Channels reference - Claude Code Docs

Detailed Analysis

Claude Code's channel system represents a significant architectural extension of the AI coding assistant, enabling external systems to push real-time events into an active Claude session via a standardized Model Context Protocol (MCP) server interface. A channel operates as a subprocess spawned by Claude Code itself, communicating over stdio transport, which means no external URLs or cloud infrastructure are required. The design supports both one-way channels — which can receive webhooks, CI pipeline alerts, or monitoring events — and two-way channels, which additionally expose a reply tool allowing Claude to send messages back to the originating platform. Existing integrations for Telegram, Discord, iMessage, and a development tool called "fakechat" ship with the research preview, signaling Anthropic's intent to make Claude a participant in ambient, asynchronous workflows rather than solely a synchronously invoked assistant.

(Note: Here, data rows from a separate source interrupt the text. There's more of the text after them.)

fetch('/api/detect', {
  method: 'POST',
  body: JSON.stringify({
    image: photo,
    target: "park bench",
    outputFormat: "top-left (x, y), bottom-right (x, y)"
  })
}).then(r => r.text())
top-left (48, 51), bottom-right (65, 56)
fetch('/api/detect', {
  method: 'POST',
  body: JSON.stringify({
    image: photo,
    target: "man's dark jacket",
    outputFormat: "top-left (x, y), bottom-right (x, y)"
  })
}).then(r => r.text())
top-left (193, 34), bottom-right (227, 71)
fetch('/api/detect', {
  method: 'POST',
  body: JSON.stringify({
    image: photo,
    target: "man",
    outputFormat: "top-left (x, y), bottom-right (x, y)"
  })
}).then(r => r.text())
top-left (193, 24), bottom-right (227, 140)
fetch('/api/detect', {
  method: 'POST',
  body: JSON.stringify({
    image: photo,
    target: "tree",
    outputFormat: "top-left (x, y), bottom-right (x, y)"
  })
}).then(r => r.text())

The technical requirements for building a custom channel are deliberately minimal: a Node.js-compatible runtime (Bun, Node, or Deno), the `@modelcontextprotocol/sdk` package, and a server that declares the `claude/channel` experimental capability. Channels surface in Claude's context via a structured `<channel>` XML tag, and server authors can inject instructions directly into Claude's system prompt to shape how it interprets and responds to incoming events. An optional `claude/channel/permission` capability extends this further, enabling remote approval or denial of tool-use permission prompts — a notable feature that could allow human operators to supervise Claude's autonomous actions from outside the terminal environment entirely.

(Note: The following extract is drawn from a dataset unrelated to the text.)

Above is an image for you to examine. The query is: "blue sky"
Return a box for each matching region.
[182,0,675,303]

The permission relay mechanism is particularly consequential from a safety and governance standpoint. By allowing a remote channel to intercept and respond to tool approval prompts, Anthropic is building a pathway for supervised autonomy: Claude can operate on long-running tasks while a human or automated system retains a veto point over consequential actions. This design reflects a broader pattern in Anthropic's approach to agentic AI — structuring systems so that human oversight can be preserved even as the degree of autonomy increases. The explicit warning against prompt injection through sender-gating recommendations further illustrates awareness that expanding Claude's input surface introduces new attack vectors that developers must actively mitigate.

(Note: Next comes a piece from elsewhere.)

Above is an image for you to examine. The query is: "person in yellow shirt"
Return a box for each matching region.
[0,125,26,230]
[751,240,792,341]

During the research preview period, all channels must appear on an Anthropic-curated allowlist or be explicitly loaded via a `--dangerously-load-development-channels` flag, a friction point that signals Anthropic's caution about third-party code executing in the context of an agentic system. This gating mirrors patterns seen in other AI platform ecosystems where capability expansion is staged to allow for security review. The webhook receiver walkthrough and the fakechat reference implementation suggest Anthropic is providing scaffolding to encourage a developer ecosystem around channels while maintaining centralized trust controls. As this feature matures beyond the research preview, the allowlist policy will be a key lever determining how openly the channel ecosystem can grow and how much third-party innovation Anthropic is willing to absorb into Claude Code's operational environment.